To assess the efficacy of methylphenidate as a substitution therapy for amphetamine/methamphetamine dependence in Finland and New Zealand.

Design

Parallel-group, double-blind, randomized placebo-controlled trial.

Setting

Out-patient care.

Participants

Amphetamine-/methamphetamine-dependent, aged 16–65 years.

Measurements

The primary outcome measure was presence/absence of amphetamine/methamphetamine in urine samples collected twice weekly. Secondary measures included treatment adherence, alterations in craving scores and self-reported use. Primary analysis was by intention-to-treat (ITT). The study drug, methylphenidate (as Concerta®), was up-titrated over 2 weeks to a maximum dose of 54 mg daily and continued for a further 20 weeks.
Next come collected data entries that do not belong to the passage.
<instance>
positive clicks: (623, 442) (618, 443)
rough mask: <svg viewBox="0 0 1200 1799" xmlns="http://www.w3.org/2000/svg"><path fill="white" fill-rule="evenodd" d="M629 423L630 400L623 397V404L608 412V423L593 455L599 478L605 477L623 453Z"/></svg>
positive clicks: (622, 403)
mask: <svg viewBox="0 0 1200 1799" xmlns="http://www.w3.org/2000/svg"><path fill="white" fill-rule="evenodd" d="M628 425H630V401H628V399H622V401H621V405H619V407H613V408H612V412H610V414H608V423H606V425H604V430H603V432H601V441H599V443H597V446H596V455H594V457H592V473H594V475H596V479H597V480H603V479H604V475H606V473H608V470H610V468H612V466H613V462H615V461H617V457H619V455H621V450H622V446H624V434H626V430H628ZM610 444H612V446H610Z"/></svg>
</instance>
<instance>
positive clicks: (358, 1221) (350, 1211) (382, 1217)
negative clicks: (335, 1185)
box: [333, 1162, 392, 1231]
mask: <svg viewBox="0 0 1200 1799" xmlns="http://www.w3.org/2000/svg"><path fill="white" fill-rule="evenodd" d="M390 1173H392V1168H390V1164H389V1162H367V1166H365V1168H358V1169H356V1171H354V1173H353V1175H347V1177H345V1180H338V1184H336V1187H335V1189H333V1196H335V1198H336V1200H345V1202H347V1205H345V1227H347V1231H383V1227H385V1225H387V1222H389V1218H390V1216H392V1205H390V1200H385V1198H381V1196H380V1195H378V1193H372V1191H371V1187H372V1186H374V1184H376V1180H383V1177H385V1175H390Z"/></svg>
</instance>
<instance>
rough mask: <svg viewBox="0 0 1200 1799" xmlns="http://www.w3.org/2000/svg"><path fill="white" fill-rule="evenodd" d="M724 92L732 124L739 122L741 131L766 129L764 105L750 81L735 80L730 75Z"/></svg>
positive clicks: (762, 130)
Doses were given under daily supervision at the clinics.

Findings

Seventy-nine participants were randomized (40 methylphenidate; 39 placebo); 76 received allocated treatment and 27 completed the trial. ITT analysis (n = 78) showed no statistically significant difference in the percentage of positive urines between the methylphenidate and placebo arms (odds ratio: 0.95, 95% confidence interval: 0.83–1.08). However, there was a significant difference (P < 0.05) between the active and placebo arms in retention, the placebo arm displaying a significantly lower retention from 6 weeks that persisted until the end of the trial.

Conclusions

The trial failed to replicate earlier findings suggesting that methylphenidate was superior to placebo. The low retention rate confounded the ability to draw firm conclusions about efficacy. The higher retention rate was observed in the methylphenidate arm. Any replication of this work would need to consider alternatives to the rigid clinic attendance criteria, and consider an increased dose.